Une salariée qui travaille pour quelqu'un d'autre pendant ses arrêts maladie doit-elle indemniser l'employeur ?
Publié leQuand on est en arrêt maladie on doit cesser tout travail pour son employeur, et a fortiori pour quelqu’un d’autre. La salariée déloyale qui profite de ses arrêts maladie payés par l’employeur pour se livrer à une autre activité rémunérée, peut-elle être poursuivie financièrement ? C’est cette question que tranche la Cour de Cassation, dans un arrêt du 3 février 2021.
La dénonciation du conjoint à l’origine de l’affaire !
En l’espèce, Madame X se plaignait devant la Cour d’Appel de Versailles d’avoir été harcelée moralement par son employeur, ce qui avait provoqué une longue période d’arrêts maladie suivie d’un licenciement pour inaptitude.
Or, juste avant l’audience de plaidoirie, alors qu’elle est en plein divorce, son mari adresse à l’employeur tous les éléments (fiches de paie, déclaration de revenus) démontrant qu’elle mettait à profit son arrêt maladie pour exercer un autre emploi salarié. Elle touchait donc à la fois les indemnités journalières, le salaire que son employeur continuait de lui verser à 100 % et celui versé par l’autre employeur.
Le mari, par une attestation affirme que : « Cette activité parallèle constitue une fraude à la sécurité sociale et une infraction à la clause d’exclusivité de loyauté et de confidentialité du contrat de travail ».

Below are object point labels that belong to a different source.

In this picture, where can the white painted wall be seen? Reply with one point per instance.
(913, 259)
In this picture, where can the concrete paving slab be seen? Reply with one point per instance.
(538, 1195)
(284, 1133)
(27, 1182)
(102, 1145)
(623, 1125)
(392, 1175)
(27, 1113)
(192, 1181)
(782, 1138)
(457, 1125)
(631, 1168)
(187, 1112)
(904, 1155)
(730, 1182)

Comme on pouvait le craindre, la Cour d’Appel non seulement déboute Madame X de toutes ses demandes, refusant notamment de reconnaître le harcèlement moral, mais elle la condamne à payer 20.000 € de dommages et intérêts à son employeur pour le motif suivant :
« L’activité parallèle de Madame X auprès de la société … constitue une infraction des obligations contractuelles de la salariée tenue à une obligation d’exclusivité en vertu de l’article 7 son contrat de travail. Cette violation par la salariée a causé un préjudice à la société,… ».
Pas de sanction financière contre la salariée déloyale
Malgré sa déloyauté établie, la salariée n’a pas été tenue d’indemniser l’employeur. Il n’est pas contesté que Madame X a exercé une autre activité rémunérée pendant son arrêt maladie, violant la clause d’exclusivité figurant dans son contrat de travail et empochant à la fois indemnités journalières et salaires de son employeur officiel et de son employeur caché. Toutefois, si elle n’avait pas déjà été licenciée pour inaptitude Madame X aurait été passible d’un licenciement pour faute grave privatif de toutes indemnités (y compris indemnité de préavis et indemnité légale ou conventionnelle du licenciement) et non pas d’un licenciement pour faute lourde, également privatif de toutes indemnités mais qui seul permet à l’employeur d’aller rechercher la responsabilité pécuniaire du salarié.
Or, « la faute lourde est caractérisée par l’interdiction de nuire à l’employeur ». Madame X, si elle a continué de toucher son salaire alors qu’elle avait une autre activité professionnelle, s’est certes montrée indélicate et profiteuse mais sans volonté de nuire délibérément à l’employeur. Elle ne pouvait donc pas être condamnée à lui verser 20.000 € à titre de dommages et intérêts.
On constate donc que même si l’employeur établit le préjudice financier résultant de la faute du salarié ce n’est pas pour autant qu’il pourra le faire condamner à réparer ce préjudice. Il faudra pour cela qu’il démontre la faute lourde, soit la volonté du salarié de nuire à l’employeur.